Mountain pass west of Shijiazhuang, Hebei Province in North China

Niangzi Pass (娘子关 (娘子關, Niángzǐ Guān)), also called the Ladies' Pass, is a mountain pass west of Shijiazhuang, capital of Hebei Province in North China. One of the major passages from Shanxi Province to Hebei Province across the Taihang Mountains, it is 55 km west of Shijiazhuang, at the point where the Shitai Railway (Shijiazhuang--Taiyuan, capital of Shanxi) crosses the border between the two provinces on its way to Taiyuan.

== Geography ==
Surrounded by a maze of hills and valleys, Niangziguan Pass was famed as "the Ninth Pass on the Great wall". The extant pass was built in 1542 during the Ming dynasty.
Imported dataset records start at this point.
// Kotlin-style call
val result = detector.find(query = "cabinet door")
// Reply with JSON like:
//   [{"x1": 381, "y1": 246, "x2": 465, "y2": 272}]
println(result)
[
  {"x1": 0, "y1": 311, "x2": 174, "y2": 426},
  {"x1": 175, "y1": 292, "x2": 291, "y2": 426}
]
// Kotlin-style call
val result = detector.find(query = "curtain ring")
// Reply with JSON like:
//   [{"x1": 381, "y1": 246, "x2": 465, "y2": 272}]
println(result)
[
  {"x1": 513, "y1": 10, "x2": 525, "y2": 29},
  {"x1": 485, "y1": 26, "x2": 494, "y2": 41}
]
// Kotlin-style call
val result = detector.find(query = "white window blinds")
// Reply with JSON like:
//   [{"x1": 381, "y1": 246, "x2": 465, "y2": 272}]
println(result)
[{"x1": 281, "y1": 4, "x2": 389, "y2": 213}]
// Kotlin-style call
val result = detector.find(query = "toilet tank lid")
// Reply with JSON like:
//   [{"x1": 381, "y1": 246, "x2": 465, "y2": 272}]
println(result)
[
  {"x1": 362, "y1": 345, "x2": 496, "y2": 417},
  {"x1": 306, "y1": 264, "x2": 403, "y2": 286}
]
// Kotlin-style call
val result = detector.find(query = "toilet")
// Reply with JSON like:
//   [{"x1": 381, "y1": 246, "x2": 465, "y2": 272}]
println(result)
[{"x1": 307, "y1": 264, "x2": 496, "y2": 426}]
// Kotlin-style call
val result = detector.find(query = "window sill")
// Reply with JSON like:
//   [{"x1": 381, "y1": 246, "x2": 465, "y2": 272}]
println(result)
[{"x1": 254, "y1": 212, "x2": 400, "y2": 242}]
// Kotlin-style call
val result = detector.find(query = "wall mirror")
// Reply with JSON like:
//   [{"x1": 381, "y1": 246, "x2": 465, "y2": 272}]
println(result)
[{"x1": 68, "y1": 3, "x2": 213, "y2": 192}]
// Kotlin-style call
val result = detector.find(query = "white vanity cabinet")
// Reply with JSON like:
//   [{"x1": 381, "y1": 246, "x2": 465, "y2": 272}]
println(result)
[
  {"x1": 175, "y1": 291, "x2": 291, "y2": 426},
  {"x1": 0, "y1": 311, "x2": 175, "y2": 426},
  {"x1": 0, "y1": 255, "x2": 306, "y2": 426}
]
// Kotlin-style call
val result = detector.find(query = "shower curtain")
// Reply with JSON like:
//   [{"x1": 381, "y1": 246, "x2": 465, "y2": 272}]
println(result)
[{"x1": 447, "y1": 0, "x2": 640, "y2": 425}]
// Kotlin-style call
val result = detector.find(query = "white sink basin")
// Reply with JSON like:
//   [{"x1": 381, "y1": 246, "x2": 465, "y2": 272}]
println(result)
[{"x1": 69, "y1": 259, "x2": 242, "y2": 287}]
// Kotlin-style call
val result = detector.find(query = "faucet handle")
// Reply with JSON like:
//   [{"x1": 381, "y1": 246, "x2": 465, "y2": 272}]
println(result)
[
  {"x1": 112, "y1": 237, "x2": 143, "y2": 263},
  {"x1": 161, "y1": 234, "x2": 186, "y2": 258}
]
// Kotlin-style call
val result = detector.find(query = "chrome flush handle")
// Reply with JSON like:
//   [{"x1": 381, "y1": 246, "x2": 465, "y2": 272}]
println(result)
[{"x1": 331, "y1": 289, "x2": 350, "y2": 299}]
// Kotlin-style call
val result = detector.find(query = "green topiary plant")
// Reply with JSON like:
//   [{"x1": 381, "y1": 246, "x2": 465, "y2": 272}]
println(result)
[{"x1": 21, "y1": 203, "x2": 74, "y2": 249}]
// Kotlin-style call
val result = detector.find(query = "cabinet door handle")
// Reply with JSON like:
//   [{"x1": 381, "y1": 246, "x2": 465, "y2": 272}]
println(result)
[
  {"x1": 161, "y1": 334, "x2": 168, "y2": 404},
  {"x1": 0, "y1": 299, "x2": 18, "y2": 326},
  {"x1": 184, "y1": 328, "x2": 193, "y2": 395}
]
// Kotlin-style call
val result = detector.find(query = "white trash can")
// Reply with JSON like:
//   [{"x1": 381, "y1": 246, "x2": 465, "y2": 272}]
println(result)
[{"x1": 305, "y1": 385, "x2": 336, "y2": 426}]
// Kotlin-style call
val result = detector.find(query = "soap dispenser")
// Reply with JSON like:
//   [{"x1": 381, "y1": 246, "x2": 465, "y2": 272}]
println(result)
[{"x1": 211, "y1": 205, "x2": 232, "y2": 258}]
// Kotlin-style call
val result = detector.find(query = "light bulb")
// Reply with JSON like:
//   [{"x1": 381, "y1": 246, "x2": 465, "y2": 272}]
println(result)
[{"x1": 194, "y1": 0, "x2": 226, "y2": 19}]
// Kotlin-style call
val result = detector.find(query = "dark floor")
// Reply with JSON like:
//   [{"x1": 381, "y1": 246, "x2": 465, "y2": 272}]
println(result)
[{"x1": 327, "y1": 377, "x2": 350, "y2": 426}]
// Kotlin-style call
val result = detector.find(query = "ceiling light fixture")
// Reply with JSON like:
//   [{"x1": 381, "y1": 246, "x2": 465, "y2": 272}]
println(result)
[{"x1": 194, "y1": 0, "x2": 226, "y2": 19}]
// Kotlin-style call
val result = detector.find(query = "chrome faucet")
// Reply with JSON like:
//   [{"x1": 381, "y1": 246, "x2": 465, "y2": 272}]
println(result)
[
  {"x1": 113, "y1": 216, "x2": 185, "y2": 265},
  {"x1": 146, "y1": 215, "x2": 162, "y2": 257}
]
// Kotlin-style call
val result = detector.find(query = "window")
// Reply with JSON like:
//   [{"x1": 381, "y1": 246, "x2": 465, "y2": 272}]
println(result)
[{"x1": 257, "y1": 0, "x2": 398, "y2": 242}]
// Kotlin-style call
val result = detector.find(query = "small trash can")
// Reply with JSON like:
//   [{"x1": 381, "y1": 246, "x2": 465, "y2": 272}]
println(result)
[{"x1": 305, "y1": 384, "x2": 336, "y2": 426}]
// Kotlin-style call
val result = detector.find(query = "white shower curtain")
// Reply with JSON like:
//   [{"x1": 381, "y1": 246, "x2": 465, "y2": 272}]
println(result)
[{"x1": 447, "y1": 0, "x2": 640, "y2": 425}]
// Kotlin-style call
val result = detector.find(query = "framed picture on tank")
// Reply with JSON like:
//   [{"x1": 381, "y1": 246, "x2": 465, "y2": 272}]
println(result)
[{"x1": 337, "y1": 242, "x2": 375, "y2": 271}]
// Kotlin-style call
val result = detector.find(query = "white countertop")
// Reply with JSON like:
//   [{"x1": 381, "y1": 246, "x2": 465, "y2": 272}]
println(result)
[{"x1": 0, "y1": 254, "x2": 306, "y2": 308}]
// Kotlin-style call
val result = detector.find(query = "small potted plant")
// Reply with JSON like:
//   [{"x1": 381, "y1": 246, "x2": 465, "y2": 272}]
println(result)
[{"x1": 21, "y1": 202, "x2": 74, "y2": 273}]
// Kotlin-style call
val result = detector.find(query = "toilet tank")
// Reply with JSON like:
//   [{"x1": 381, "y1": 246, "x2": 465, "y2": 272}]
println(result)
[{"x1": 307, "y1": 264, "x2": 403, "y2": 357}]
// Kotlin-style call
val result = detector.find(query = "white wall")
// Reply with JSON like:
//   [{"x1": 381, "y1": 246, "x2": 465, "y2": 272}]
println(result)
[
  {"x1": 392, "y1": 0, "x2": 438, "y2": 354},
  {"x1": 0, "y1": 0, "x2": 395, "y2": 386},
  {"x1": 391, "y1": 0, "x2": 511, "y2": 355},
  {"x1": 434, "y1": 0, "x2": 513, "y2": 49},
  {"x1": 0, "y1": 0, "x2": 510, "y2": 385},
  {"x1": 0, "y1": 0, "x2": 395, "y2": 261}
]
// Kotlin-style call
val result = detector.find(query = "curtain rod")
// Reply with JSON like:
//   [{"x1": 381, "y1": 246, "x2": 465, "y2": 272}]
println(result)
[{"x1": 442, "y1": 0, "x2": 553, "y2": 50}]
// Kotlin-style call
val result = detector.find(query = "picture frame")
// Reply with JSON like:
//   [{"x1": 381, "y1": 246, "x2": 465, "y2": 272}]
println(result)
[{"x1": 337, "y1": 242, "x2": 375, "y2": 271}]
The pass is flanked by mountain more than 1,000 metres high. A tributary of the Yellow River, Tao River, twists its way through the valleys below. In ancient times this provided a narrow passage for men and horses.

== History ==
Legend goes that during the Tang dynasty, the army under the command of Princess Pingyang, daughter of Li Yuan, the first emperor and founder of the Tang dynasty, once garrisoned here. Hence, it was dubbed as the epithet "Ladies' Pass".

Its defence played an important part in the Battle of Xinkou between the Chinese Nationalists and the Japanese detachment.